I received an email from an unknown person and opened an htm file in the attachment file. The following code executed :

<frameset onpageshow="document.location.replace(window.atob('aHR0cHM6Ly9tdXNrLmJ0Y2RvbmF0dmVyLnNpdGUvPzI0NDc1NTgg'));"> 

Did I just execute something that could harm my computer ?

Thank you,

Thomas

CodePudding user response：

This sets the window location to

https://musk.btcdonatver.site/?2447558.

Looks like a scam but not sure. Possible wont do any harm unless you do something by visiting to that link.

CodePudding user response：

It may be dangerous to open email attachments received from untrusted sources, in general.
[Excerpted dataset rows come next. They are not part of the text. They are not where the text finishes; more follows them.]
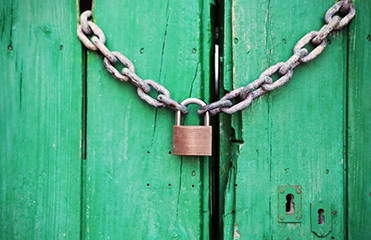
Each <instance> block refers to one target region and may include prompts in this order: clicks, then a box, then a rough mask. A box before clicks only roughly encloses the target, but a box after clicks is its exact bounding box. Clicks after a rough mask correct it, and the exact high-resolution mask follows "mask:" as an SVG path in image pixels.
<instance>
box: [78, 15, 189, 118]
mask: <svg viewBox="0 0 371 240" xmlns="http://www.w3.org/2000/svg"><path fill="white" fill-rule="evenodd" d="M91 17H92V16H91V11H90V10H87V11H85V12H83V13H82V14H81V16H80V23H81V25H79V26H78V27H77V37H78V38H79V39H80V41H81V42H82V44H84V45H85V47H86V48H88V49H90V50H92V51H97V50H99V51H100V52H101V53H102V54H103V55H104V60H103V65H104V67H105V68H106V69H107V71H108V72H109V73H111V74H112V76H114V77H115V78H116V79H118V80H120V81H123V82H131V83H132V84H133V85H134V86H135V87H137V93H138V96H139V97H140V98H141V99H143V100H144V101H145V102H147V103H148V104H149V105H152V106H154V107H156V108H162V107H168V108H170V109H173V110H174V111H180V112H181V113H183V114H187V113H188V108H187V107H186V106H184V105H182V104H180V103H178V102H176V101H175V100H173V99H171V97H170V92H169V91H168V90H167V89H166V88H165V87H164V86H162V85H161V84H159V83H158V82H156V81H153V80H151V79H147V80H143V79H142V78H141V77H139V76H138V75H137V74H136V73H135V67H134V64H133V63H132V62H131V61H130V60H129V59H128V58H127V57H126V56H125V55H124V54H122V53H120V52H117V51H110V50H109V49H108V48H107V46H106V45H105V42H106V36H105V35H104V32H103V31H102V29H100V28H99V27H98V25H96V24H95V23H94V22H93V21H92V18H91ZM89 35H93V36H92V37H91V38H90V39H89V38H88V36H89ZM117 61H120V62H121V63H122V64H123V65H124V66H125V67H124V68H123V69H122V70H121V72H119V71H118V70H117V69H116V68H115V67H114V64H116V63H117ZM151 87H152V88H153V89H154V90H156V91H157V92H159V93H160V94H159V95H158V97H157V100H156V99H154V98H152V97H151V96H150V95H148V93H149V92H150V91H151Z"/></svg>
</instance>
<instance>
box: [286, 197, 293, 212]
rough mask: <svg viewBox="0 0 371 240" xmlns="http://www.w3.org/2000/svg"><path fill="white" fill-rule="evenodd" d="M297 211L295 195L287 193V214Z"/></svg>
mask: <svg viewBox="0 0 371 240" xmlns="http://www.w3.org/2000/svg"><path fill="white" fill-rule="evenodd" d="M294 212H295V208H294V195H292V194H287V195H286V214H287V215H289V214H293V213H294Z"/></svg>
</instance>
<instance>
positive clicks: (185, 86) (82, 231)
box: [0, 0, 371, 240]
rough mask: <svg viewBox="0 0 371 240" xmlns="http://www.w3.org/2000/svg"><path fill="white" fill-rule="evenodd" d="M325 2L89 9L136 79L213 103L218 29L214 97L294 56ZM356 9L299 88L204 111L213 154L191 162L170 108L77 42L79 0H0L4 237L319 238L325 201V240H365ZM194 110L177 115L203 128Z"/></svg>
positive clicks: (359, 98) (105, 238)
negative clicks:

In your code, in particular, the following is happening:

• window.atob API is called to decode aHR0cHM6Ly9tdXNrLmJ0Y2RvbmF0dmVyLnNpdGUvPzI0NDc1NTgg base64 encoded string. See https://developer.mozilla.org/en-US/docs/Web/API/atob for the API reference.
• Using the free online base64 decoder (https://www.base64decode.org/ for example) you may translate aHR0cHM6Ly9tdXNrLmJ0Y2RvbmF0dmVyLnNpdGUvPzI0NDc1NTgg and get https://musk.btcdonatver.site/?2447558 .
• On opening this page your browser may navigate to that URL, see document.location.replace API call
• Now, it depends on what https://musk.btcdonatver.site/?2447558 is doing.

Please, do not open attachments from unknown people and untrusted sources. They may contain malicious contents, phishing and content that may do damage otherwise.